Diese fünf Folgen der Attacke auf das World Trade Center sind kaum bekannt
Der Tag, an dem der Himmel über New York grau wurde: Die Bilder von 9/11 sind in das Gedächtnis ganzer Generationen eingebrannt. So manche Folge des Anschlags war dabei nicht vorhersehbar. Fünf Fakten im Video.
09.09.2021
Tragische Ereignisse brennen sich ein: Jeder erinnert sich zum Beispiel an die Umstände, unter denen er von den Anschlägen des 11. September vor exakt zwanzig Jahren erfuhr. Schweizer Zeitzeug*innen erzählen.
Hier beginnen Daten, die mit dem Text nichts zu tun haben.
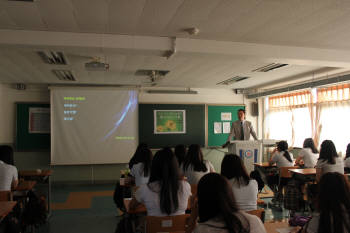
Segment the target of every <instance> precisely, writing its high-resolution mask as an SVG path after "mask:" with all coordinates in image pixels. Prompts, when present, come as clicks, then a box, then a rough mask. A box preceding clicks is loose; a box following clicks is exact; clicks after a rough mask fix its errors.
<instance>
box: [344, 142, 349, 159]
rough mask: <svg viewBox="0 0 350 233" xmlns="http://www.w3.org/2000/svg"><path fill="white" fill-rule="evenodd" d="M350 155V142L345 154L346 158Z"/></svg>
mask: <svg viewBox="0 0 350 233" xmlns="http://www.w3.org/2000/svg"><path fill="white" fill-rule="evenodd" d="M349 157H350V143H349V144H348V146H347V147H346V154H345V159H347V158H349Z"/></svg>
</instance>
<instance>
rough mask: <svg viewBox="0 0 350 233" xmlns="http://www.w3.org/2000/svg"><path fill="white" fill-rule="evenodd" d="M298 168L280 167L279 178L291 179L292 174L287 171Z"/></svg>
mask: <svg viewBox="0 0 350 233" xmlns="http://www.w3.org/2000/svg"><path fill="white" fill-rule="evenodd" d="M297 168H299V167H298V166H294V167H280V177H281V178H292V173H291V172H289V171H288V170H289V169H297Z"/></svg>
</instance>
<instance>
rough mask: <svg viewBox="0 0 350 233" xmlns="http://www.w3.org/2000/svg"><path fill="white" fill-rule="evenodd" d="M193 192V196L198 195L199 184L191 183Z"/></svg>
mask: <svg viewBox="0 0 350 233" xmlns="http://www.w3.org/2000/svg"><path fill="white" fill-rule="evenodd" d="M191 193H192V196H196V195H197V185H196V184H191Z"/></svg>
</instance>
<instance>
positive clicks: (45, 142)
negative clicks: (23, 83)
mask: <svg viewBox="0 0 350 233" xmlns="http://www.w3.org/2000/svg"><path fill="white" fill-rule="evenodd" d="M15 105H16V134H15V135H16V140H15V142H16V143H15V148H16V150H18V151H34V150H49V149H50V104H49V103H16V104H15Z"/></svg>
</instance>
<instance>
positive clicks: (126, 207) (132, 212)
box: [124, 198, 147, 214]
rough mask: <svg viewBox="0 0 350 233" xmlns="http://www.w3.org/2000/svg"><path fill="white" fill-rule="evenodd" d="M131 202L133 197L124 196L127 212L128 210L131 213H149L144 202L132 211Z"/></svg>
mask: <svg viewBox="0 0 350 233" xmlns="http://www.w3.org/2000/svg"><path fill="white" fill-rule="evenodd" d="M130 202H131V198H124V206H125V209H126V212H128V213H129V214H140V213H147V209H146V207H145V206H144V205H143V204H141V205H139V206H138V207H137V208H136V209H135V210H132V211H130V208H129V205H130Z"/></svg>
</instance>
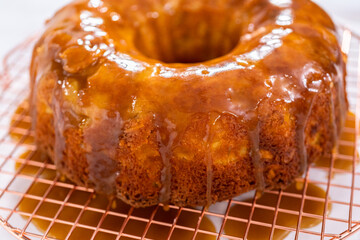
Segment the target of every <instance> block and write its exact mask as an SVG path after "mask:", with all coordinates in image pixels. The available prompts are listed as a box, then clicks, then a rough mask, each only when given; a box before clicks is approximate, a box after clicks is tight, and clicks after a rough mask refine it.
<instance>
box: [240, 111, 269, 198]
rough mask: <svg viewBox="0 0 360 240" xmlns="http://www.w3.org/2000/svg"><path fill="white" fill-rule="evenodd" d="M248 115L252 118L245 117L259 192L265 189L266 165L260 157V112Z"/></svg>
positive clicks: (260, 157)
mask: <svg viewBox="0 0 360 240" xmlns="http://www.w3.org/2000/svg"><path fill="white" fill-rule="evenodd" d="M247 117H250V119H245V121H248V123H247V125H248V126H249V139H250V145H251V146H250V148H251V151H250V157H251V160H252V164H253V165H254V174H255V179H256V188H257V190H258V192H260V193H262V192H263V191H264V190H265V178H264V166H263V163H262V160H261V157H260V129H259V119H258V113H257V111H256V112H254V113H251V114H248V115H247Z"/></svg>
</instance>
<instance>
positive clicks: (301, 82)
mask: <svg viewBox="0 0 360 240" xmlns="http://www.w3.org/2000/svg"><path fill="white" fill-rule="evenodd" d="M30 72H31V105H32V118H33V128H34V130H35V135H36V142H37V145H38V148H39V149H41V150H42V151H44V152H46V153H47V154H48V155H49V156H50V157H51V158H52V159H53V161H54V163H55V164H56V167H57V169H58V171H59V172H60V173H61V174H64V175H66V176H67V177H68V178H69V179H71V180H72V181H74V182H75V183H77V184H79V185H82V186H86V187H91V188H94V189H95V190H96V191H97V192H102V193H105V194H108V195H112V196H116V197H118V198H120V199H122V200H124V201H125V202H127V203H129V204H131V205H133V206H135V207H145V206H150V205H154V204H158V203H164V204H168V203H173V204H176V205H178V206H184V205H190V206H195V205H209V204H212V203H214V202H216V201H221V200H225V199H229V198H231V197H234V196H236V195H239V194H241V193H243V192H246V191H249V190H252V189H258V190H260V191H261V190H263V189H270V188H275V187H276V188H283V187H286V186H288V185H289V184H290V183H291V182H292V181H293V180H294V178H295V177H297V176H299V175H301V174H302V173H303V172H304V170H305V169H306V168H307V164H309V163H311V162H313V161H316V159H318V158H320V157H325V156H327V155H329V154H331V153H332V150H333V148H334V146H335V144H336V141H337V139H338V136H339V132H340V130H341V126H342V123H343V122H344V116H345V114H346V111H347V100H346V93H345V63H344V58H343V55H342V52H341V49H340V46H339V43H338V40H337V36H336V29H335V26H334V24H333V22H332V21H331V19H330V18H329V16H328V15H327V14H326V13H325V12H324V11H323V10H322V9H321V8H319V7H318V6H317V5H315V4H314V3H313V2H311V1H309V0H181V1H180V0H164V1H162V0H126V1H125V0H122V1H120V0H80V1H74V2H72V3H70V4H69V5H67V6H65V7H64V8H63V9H62V10H60V11H59V12H57V13H56V15H55V16H54V17H53V18H52V19H51V20H49V21H48V22H47V28H46V30H45V32H44V34H43V35H42V37H41V38H40V40H39V41H38V42H37V44H36V46H35V48H34V52H33V59H32V64H31V69H30Z"/></svg>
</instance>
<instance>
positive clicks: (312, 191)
mask: <svg viewBox="0 0 360 240" xmlns="http://www.w3.org/2000/svg"><path fill="white" fill-rule="evenodd" d="M300 185H301V184H300ZM284 193H294V194H298V196H297V197H293V196H285V195H282V197H281V201H280V206H279V208H280V209H284V210H292V211H295V212H296V213H295V214H290V213H284V212H281V210H280V211H279V212H278V215H277V218H276V225H278V226H284V227H290V228H296V226H297V223H298V211H299V209H300V206H301V200H302V197H301V195H302V193H303V189H302V187H299V186H297V184H292V185H291V186H290V187H289V188H287V189H285V190H284ZM306 195H307V196H312V197H316V198H319V200H318V201H314V200H309V199H306V200H305V203H304V210H303V211H304V212H306V213H310V214H314V215H317V216H319V217H320V219H318V218H310V217H304V216H303V217H302V220H301V228H302V229H304V228H311V227H314V226H316V225H318V224H319V223H321V217H322V215H323V211H324V201H325V196H326V193H325V191H324V190H323V189H322V188H320V187H318V186H316V185H315V184H311V183H310V184H308V186H307V190H306ZM252 201H253V199H252V198H251V199H247V200H244V202H248V203H252ZM277 201H278V194H272V193H264V194H263V195H262V196H261V197H260V198H259V199H257V200H256V204H259V205H263V206H267V207H273V208H276V205H277ZM327 209H328V212H327V214H329V212H330V211H331V205H329V206H328V208H327ZM250 211H251V206H245V205H240V204H236V205H234V206H233V207H231V208H230V211H229V216H234V217H238V218H242V219H245V220H248V219H249V216H250ZM274 212H275V211H273V210H268V209H262V208H260V207H256V208H255V210H254V214H253V216H252V220H253V221H259V222H262V223H268V224H272V223H273V219H274ZM246 225H247V224H246V223H244V222H239V221H234V220H228V221H227V223H226V224H225V229H224V231H225V233H226V234H228V235H230V236H235V237H244V234H245V231H246ZM270 231H271V228H269V227H262V226H259V225H256V224H255V223H254V224H252V225H251V226H250V229H249V233H248V237H247V239H249V240H257V239H269V237H270V234H271V233H270ZM289 233H290V232H289V231H285V230H279V229H275V230H274V235H273V238H272V239H279V240H280V239H284V238H285V237H286V236H287V235H288V234H289Z"/></svg>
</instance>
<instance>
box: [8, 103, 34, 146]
mask: <svg viewBox="0 0 360 240" xmlns="http://www.w3.org/2000/svg"><path fill="white" fill-rule="evenodd" d="M30 129H31V119H30V115H29V101H28V100H24V101H23V102H22V103H21V104H20V105H19V106H18V107H17V109H16V110H15V112H14V114H13V116H12V118H11V122H10V129H9V134H10V136H11V138H13V139H14V140H15V141H22V142H23V143H33V142H34V137H33V136H31V134H30V132H29V131H30Z"/></svg>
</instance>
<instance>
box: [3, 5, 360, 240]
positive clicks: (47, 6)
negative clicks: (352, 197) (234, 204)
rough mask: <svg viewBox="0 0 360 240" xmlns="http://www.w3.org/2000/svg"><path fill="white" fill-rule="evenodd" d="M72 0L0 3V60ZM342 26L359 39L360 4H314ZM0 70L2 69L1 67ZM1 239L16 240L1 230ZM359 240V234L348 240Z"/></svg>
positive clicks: (359, 32)
mask: <svg viewBox="0 0 360 240" xmlns="http://www.w3.org/2000/svg"><path fill="white" fill-rule="evenodd" d="M69 1H70V0H0V59H2V58H3V57H4V55H5V54H6V53H7V52H8V51H9V50H10V49H11V48H13V47H15V46H16V45H17V44H19V43H21V42H22V41H23V40H24V39H26V37H27V36H29V35H31V34H32V33H34V32H36V31H37V30H39V29H41V27H42V25H43V22H44V21H45V20H46V19H47V18H50V17H51V16H52V14H53V13H54V11H56V10H57V9H58V8H59V7H60V6H62V5H64V4H66V3H67V2H69ZM314 2H316V3H318V4H319V5H321V6H322V7H323V8H324V9H325V10H326V11H327V12H328V13H329V14H330V15H331V16H332V17H333V19H334V20H335V21H336V22H337V23H340V24H343V25H346V26H348V27H349V28H351V29H352V30H353V31H354V32H356V33H358V34H359V35H360V1H359V0H314ZM0 69H1V66H0ZM0 239H1V240H10V239H15V238H14V237H13V236H11V235H10V234H9V233H8V232H6V231H5V230H4V229H3V228H1V227H0ZM350 239H351V240H358V239H360V236H359V234H357V236H354V237H352V238H349V240H350Z"/></svg>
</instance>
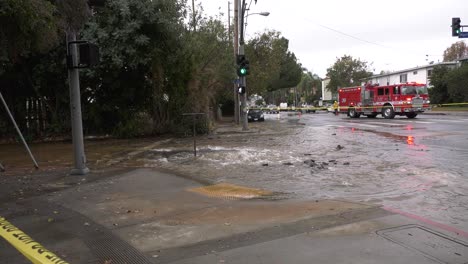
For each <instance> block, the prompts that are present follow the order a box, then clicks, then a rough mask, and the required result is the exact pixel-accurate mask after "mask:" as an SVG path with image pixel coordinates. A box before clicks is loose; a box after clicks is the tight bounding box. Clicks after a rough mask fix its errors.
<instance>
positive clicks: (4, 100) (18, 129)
mask: <svg viewBox="0 0 468 264" xmlns="http://www.w3.org/2000/svg"><path fill="white" fill-rule="evenodd" d="M0 99H1V101H2V103H3V105H4V106H5V109H6V111H7V113H8V115H9V116H10V119H11V122H13V125H14V126H15V128H16V132H18V135H19V136H20V138H21V141H22V142H23V145H24V147H25V148H26V151H27V152H28V154H29V157H31V159H32V161H33V163H34V167H35V168H36V169H39V165H37V162H36V159H34V156H33V154H32V153H31V150H30V149H29V147H28V144H27V143H26V140H24V137H23V134H21V131H20V130H19V128H18V125H17V124H16V121H15V119H14V118H13V115H12V114H11V112H10V109H9V108H8V105H7V104H6V102H5V99H4V98H3V95H2V93H1V92H0ZM0 170H5V168H3V166H2V164H0Z"/></svg>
Am 11. September 2001 verliess Romain, damals noch Student zusammen mit seinem Freund Nicolas die Berufsschule in Lausanne. «Wir warteten in Malley auf die Strassenbahn in Richtung Flon», erinnert er sich. Der Bruder seines Freundes, ein Super-Puma-Hubschrauberpilot der Schweizer Armee, rief ihn an und teilte ihm mit, dass «Amerika angegriffen wird» und dass er im Falle eines Angriffs mobilisiert werde. «Erst als wir nach Hause kamen, wurde uns klar, was hier los war...»
Wie bei allen anderen hat sich auch bei diesem Waadtländer die Erinnerung an die Ereignisse vor zwanzig Jahren und an die genauen Umstände, in denen er sich befand, als das Grauen über New York hereinbrach, eingebrannt.
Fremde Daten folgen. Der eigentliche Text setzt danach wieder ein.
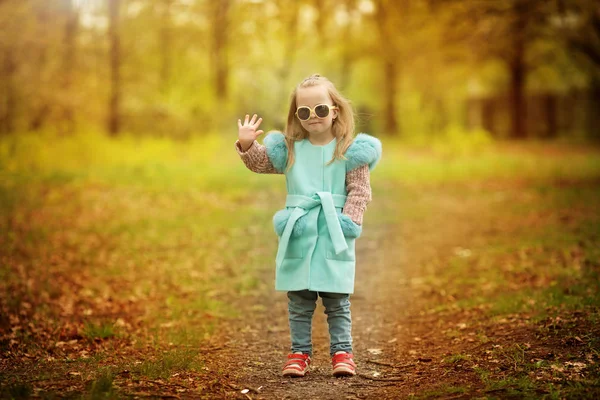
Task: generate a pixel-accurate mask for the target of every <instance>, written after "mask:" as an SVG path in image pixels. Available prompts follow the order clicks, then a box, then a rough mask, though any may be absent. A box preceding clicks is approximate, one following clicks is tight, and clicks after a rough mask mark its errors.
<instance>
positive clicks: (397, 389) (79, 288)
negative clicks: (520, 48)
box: [0, 145, 600, 399]
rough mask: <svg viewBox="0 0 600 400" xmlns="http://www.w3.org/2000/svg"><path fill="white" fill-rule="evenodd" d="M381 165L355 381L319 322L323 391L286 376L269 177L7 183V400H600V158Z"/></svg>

Romain lebt heute in Kalifornien, was ihm eine andere Perspektive auf die Geschehnisse aufzeigt. «Es ist klar, dass die Menschen hier sensibler auf das Thema reagieren», sagt er, «aber gesprochen wird darüber nicht wirklich». Er vermute, dass einige von ihnen unter dem Tag selbst und den darauf folgenden Folgen psychisch sehr gelitten hätten, insbesondere die Soldaten, die nach Afghanistan und in den Irak gingen, und ihre Familien.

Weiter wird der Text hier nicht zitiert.